«Un “socle commun” sans sens commun» : la formule, qui circule déjà comme une critique lapidaire, résume le constat d’une partie de la droite et du centre. Après des municipales qui, selon leurs partisans, ont réservé quelques bonnes surprises, les forces du «socle commun» semblent s’enliser dans des débats de méthode plutôt que de fond.
Un constat partagé, des objectifs communs
Les acteurs de ce camp partent d’un constat simple et répété : la multiplication des prétendants réduit les chances de qualification pour le second tour. Autour de ce diagnostic se dessine un terrain d’accord programmatique. Fermeté sur le régalien, encouragement au travail, redressement des comptes publics, et réformes de l’école, de l’hôpital et de la justice figurent parmi les objectifs présentés comme prioritaires.

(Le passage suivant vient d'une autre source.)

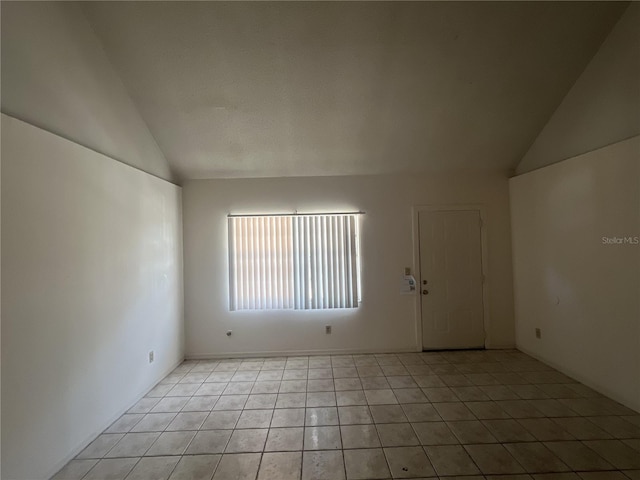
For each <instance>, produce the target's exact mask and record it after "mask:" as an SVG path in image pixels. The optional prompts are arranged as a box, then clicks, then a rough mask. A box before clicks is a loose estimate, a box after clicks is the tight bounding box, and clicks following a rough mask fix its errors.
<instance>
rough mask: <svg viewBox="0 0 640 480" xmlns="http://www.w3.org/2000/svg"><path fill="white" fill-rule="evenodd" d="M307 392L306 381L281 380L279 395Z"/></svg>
mask: <svg viewBox="0 0 640 480" xmlns="http://www.w3.org/2000/svg"><path fill="white" fill-rule="evenodd" d="M306 391H307V381H306V380H283V381H282V383H281V384H280V390H279V393H300V392H306Z"/></svg>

Ces convergences, qui vont de la gauche de certaines formations centristes jusqu’à la droite de LR, laissent supposer qu’un projet commun est théoriquement possible. Pourtant, l’union n’apparaît pas comme une évidence pragmatique : les mêmes priorités se heurtent à des divergences sur la manière de s’organiser pour les porter.

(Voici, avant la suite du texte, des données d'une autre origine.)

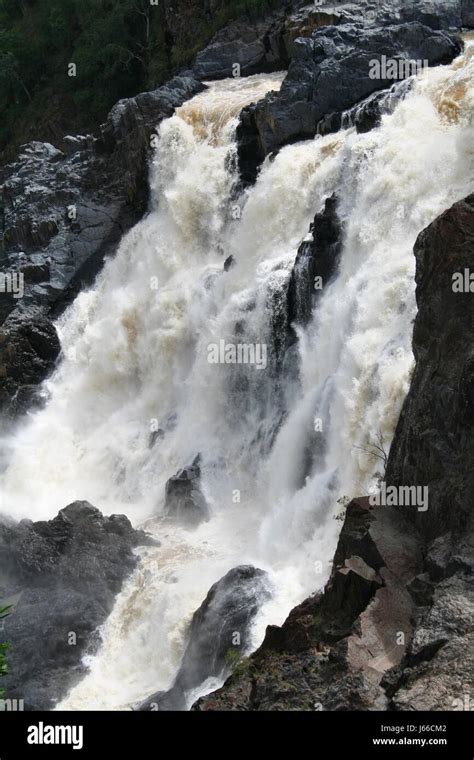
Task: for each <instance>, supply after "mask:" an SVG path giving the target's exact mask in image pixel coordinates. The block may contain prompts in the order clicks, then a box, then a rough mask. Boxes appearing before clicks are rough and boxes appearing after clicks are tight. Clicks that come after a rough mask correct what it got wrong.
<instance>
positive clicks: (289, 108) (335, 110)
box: [237, 21, 461, 183]
mask: <svg viewBox="0 0 474 760" xmlns="http://www.w3.org/2000/svg"><path fill="white" fill-rule="evenodd" d="M460 51H461V43H460V42H459V41H458V40H457V39H456V38H455V37H454V36H451V35H449V34H447V33H446V32H442V31H433V29H431V28H430V27H428V26H425V25H423V24H420V23H419V22H418V21H413V22H410V23H403V24H397V25H393V24H392V25H388V26H383V27H378V26H375V27H374V26H370V25H369V26H368V25H363V24H361V23H351V24H342V25H339V26H332V27H324V28H321V29H318V30H316V31H315V32H314V33H313V34H312V36H311V37H310V38H299V39H297V40H296V41H295V43H294V45H293V56H292V60H291V64H290V66H289V69H288V74H287V77H286V79H285V80H284V82H283V84H282V87H281V90H280V92H278V93H269V94H268V95H267V96H266V97H265V98H264V99H263V100H261V101H259V102H258V103H257V104H254V105H251V106H249V107H248V108H246V109H244V110H243V112H242V116H241V121H240V124H239V127H238V129H237V140H238V145H239V148H238V157H239V167H240V171H241V176H242V180H243V182H244V183H245V182H247V183H248V182H251V181H253V180H254V179H255V177H256V174H257V171H258V167H259V165H260V163H261V162H262V161H263V159H264V158H265V156H267V155H269V154H270V153H273V152H275V151H277V150H279V149H280V148H281V147H282V146H283V145H287V144H289V143H291V142H295V141H296V140H301V139H308V138H312V137H314V135H315V134H316V133H317V131H318V125H319V123H320V122H321V121H322V120H323V119H324V118H325V117H326V118H327V116H328V114H333V115H334V116H333V122H334V124H333V128H334V129H338V128H339V126H340V119H339V122H338V119H337V118H336V115H337V114H339V115H341V114H342V113H343V112H344V111H346V110H347V109H350V108H351V107H353V106H354V105H355V104H356V103H359V102H360V101H362V100H363V99H364V98H367V97H368V96H369V95H371V94H372V93H374V92H376V91H379V90H384V89H387V88H389V87H390V86H391V85H393V83H394V82H393V79H390V77H389V76H388V75H387V72H382V71H381V73H380V77H378V78H372V77H371V76H370V72H371V63H370V62H371V61H372V60H376V59H380V58H381V56H382V54H383V55H385V56H386V57H387V58H390V59H393V58H396V59H401V60H416V61H425V60H426V61H428V63H429V65H436V64H445V63H449V62H450V61H451V60H453V58H454V57H456V55H458V54H459V52H460ZM400 78H402V79H403V78H404V77H403V76H401V77H400ZM324 125H325V131H328V123H327V121H326V122H325V123H324Z"/></svg>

La méthode, point de rupture
La question de la méthode — comment choisir un candidat et quelle stratégie d’alliance adopter — polarise les débats. Certains acteurs plaident pour une primaire contraignante afin de départager les postulants. D’autres, proches de personnalités politiques qui envisagent une candidature autonome ou qui refusent le principe de la primaire, rejettent cette voie.
Parmi les tensions évoquées figurent des oppositions visibles entre responsables qui ne se présentent pas eux-mêmes et des candidats potentiels qu’ils soutiennent pour des raisons différentes. Cette dissociation entre influence politique et candidature formelle alimente la confusion et ralentit la constitution d’un centre de gravité électoral clair.
Fragmentation et risques pour Les Républicains
Pour certains observateurs, cette multiplication de querelles internes pourrait avoir une conséquence structurante : affaiblir durablement Les Républicains comme force politique capable de rivaliser à l’échelle nationale. Le risque, avancé par plusieurs voix, est que la focalisation sur les procédures et les ego l’emporte sur la construction d’un projet mobilisateur.
En l’absence d’un récit commun et d’une méthode acceptée par la majorité des acteurs, les convergences programmatiques restent lettre morte. Les thèmes cités — régalien, travail, finances publiques, éducation, santé, justice — peuvent certes constituer la colonne vertébrale d’un projet partagé. Mais la traduction électorale de ces priorités exige une discipline collective et une stratégie de désignation qui font actuellement défaut.
Autre conséquence directe : la compétition interne favorise une surenchère méthodologique, où l’on débat davantage des règles du jeu que des réponses concrètes aux problèmes quotidiens des citoyens. Ce constat nourrit l’impression, dans une partie de l’opinion, d’une droite et d’un centre prisonniers d’un débat procédurier.
Quelle voie possible pour reconstruire un projet commun ?
Les options ouvertes ne sont ni simples ni inédites. Elles vont d’une primaire large, destinée à légitimer un candidat unique, à des conventions d’alliance négociées en amont, en passant par des «accords de gouvernement» sur des points programmatiques précis. Chacune de ces solutions exige des concessions et une capacité à dépasser les rivalités personnelles.
Sans mutation de la méthode, l’autre risque est de laisser le terrain politique à des forces qui ont, elles, adopté des logiques de rassemblement différentes. Pour éviter ce scénario, les acteurs du «socle commun» devront transformer leurs convergences de principe en propositions originales et mobilisatrices, capables de parler au-delà des cénacles partisans.
À défaut, la critique formulée dès aujourd’hui — que l’union se transforme en motif de division — risque de se confirmer. Le défi qui reste posé est donc double : trouver une méthode acceptable et produire des idées fortes pour reconstruire une offre politique lisible.